Buying a Dental Practice
The strongest economics in small-business healthcare, behind a wall: in most states only a licensed dentist can own the practice. What dental practices trade for in each of the two very different markets, and what a non-dentist can and cannot do here.
First, the Ownership Rule
In most states, dental-practice ownership is restricted to licensed dentists under dental-board rules and corporate-practice doctrines; the clinical practice cannot simply be bought by a layperson, and the license never transfers. Dental service organizations operate around this through management-company structures that own everything except the clinical practice itself. For a non-dentist searcher, that means dental is not a conventional acquisition target: the realistic paths are partnering with a dentist owner or building a compliant management company, both of which are specialist legal projects before they are deals.
Two Markets, Two Prices
Dentist-to-dentist sales still price on the traditional rule of thumb, commonly 60% to 80% of annual collections. Consolidator deals price on adjusted EBITDA in tiers that reward scale, with sub-$1M-EBITDA practices reported around 5x to 7x and larger groups well above. The same practice can carry two legitimate prices depending on the buyer type, which is why collections-multiple folklore and EBITDA-multiple headlines confuse sellers and buyers alike. Know which market you are in before quoting either number.
Provider Concentration Decides the Deal
2025 deal commentary treats provider concentration as the leading deal-killer: a practice where the selling dentist personally produces most of the dentistry loses its production when they leave, and buyers discount or walk accordingly. The strongest practices run associate-led production and a deep hygiene program, with industry guidance highlighting hygiene revenue above roughly 30% of total as a marker of durable, recall-driven revenue that does not depend on any one clinician's hands.

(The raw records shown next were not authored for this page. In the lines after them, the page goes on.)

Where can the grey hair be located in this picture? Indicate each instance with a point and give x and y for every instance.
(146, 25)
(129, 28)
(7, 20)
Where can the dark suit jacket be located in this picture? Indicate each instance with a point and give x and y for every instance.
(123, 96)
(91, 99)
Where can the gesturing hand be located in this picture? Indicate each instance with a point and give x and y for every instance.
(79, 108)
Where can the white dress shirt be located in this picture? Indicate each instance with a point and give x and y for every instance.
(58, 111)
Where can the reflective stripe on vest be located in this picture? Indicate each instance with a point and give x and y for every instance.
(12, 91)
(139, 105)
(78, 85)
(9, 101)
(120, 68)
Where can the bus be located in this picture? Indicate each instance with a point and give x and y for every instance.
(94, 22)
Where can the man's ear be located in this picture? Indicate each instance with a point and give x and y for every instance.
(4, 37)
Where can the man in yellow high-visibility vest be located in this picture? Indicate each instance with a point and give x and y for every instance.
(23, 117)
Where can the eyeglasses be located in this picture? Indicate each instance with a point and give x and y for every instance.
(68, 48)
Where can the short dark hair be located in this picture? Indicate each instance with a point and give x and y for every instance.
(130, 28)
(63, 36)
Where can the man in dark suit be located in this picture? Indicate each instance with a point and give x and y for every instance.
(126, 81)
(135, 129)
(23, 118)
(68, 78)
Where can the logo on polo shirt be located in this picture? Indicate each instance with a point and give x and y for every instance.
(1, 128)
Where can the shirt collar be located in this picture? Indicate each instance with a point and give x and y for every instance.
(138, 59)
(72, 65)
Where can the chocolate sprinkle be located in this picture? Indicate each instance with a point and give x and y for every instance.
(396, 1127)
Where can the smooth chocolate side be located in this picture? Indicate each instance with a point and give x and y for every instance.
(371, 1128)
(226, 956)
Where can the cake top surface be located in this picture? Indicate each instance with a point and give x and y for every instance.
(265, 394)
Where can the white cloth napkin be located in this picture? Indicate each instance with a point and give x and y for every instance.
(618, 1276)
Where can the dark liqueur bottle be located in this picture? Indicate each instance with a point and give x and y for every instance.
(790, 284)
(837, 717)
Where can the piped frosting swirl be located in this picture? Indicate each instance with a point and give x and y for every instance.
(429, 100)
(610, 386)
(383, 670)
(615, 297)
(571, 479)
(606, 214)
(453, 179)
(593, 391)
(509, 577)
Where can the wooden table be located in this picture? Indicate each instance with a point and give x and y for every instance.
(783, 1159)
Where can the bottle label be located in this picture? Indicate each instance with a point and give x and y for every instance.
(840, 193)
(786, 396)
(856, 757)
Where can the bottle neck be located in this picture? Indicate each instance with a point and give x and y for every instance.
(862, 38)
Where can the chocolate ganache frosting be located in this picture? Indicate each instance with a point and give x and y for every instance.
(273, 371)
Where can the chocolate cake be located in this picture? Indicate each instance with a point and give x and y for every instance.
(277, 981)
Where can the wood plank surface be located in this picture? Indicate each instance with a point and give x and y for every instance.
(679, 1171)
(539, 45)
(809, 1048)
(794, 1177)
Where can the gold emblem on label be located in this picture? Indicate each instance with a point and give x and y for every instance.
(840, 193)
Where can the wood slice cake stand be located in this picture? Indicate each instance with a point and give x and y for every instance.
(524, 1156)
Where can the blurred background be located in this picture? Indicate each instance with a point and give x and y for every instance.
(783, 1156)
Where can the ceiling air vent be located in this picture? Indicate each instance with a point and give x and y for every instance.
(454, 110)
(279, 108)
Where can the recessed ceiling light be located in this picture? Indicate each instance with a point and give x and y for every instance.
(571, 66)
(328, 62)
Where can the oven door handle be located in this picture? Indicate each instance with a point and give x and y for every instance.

Read the Practice Like an Operator
Beyond the P&L: active-patient counts and recall effectiveness (the patient base is the asset, and reactivation claims deserve skepticism); payer mix across fee-for-service, PPO write-downs, and any public-program billing; chair capacity and equipment age, since operatories and imaging are six-figure refresh items; clinical-records compliance; and the real estate, because purpose-built plumbing makes relocation expensive and the landlord knows it.
Financeability Notes
For dentist buyers, practice lending is a mature specialty: banks run dedicated dental desks, terms are competitive, and SBA structures compete with conventional practice loans. Lenders underwrite production continuity above all, so associate retention and the seller's transition schedule matter as much as the multiple. For non-dentist structures, financing follows the legal work, and lenders will want the ownership architecture settled before terms are real.
What the Data Says
Dentist-to-dentist sales commonly price near 60% to 80% of annual collections, while consolidator transactions price on adjusted EBITDA in scale tiers, with sub-$1M-EBITDA practices reported around 5x to 7x; the same practice can carry both prices depending on buyer type.
2025 deal commentary identifies provider concentration as a leading reason buyers discounted or abandoned practices, with associate-led production and hygiene revenue above roughly 30% of total cited as the highest-leverage value drivers.
State dental-board rules restrict practice ownership to licensed dentists in most states, with management-company structures (the DSO model) as the compliant path for non-dentist capital; the dental license itself never transfers with a sale.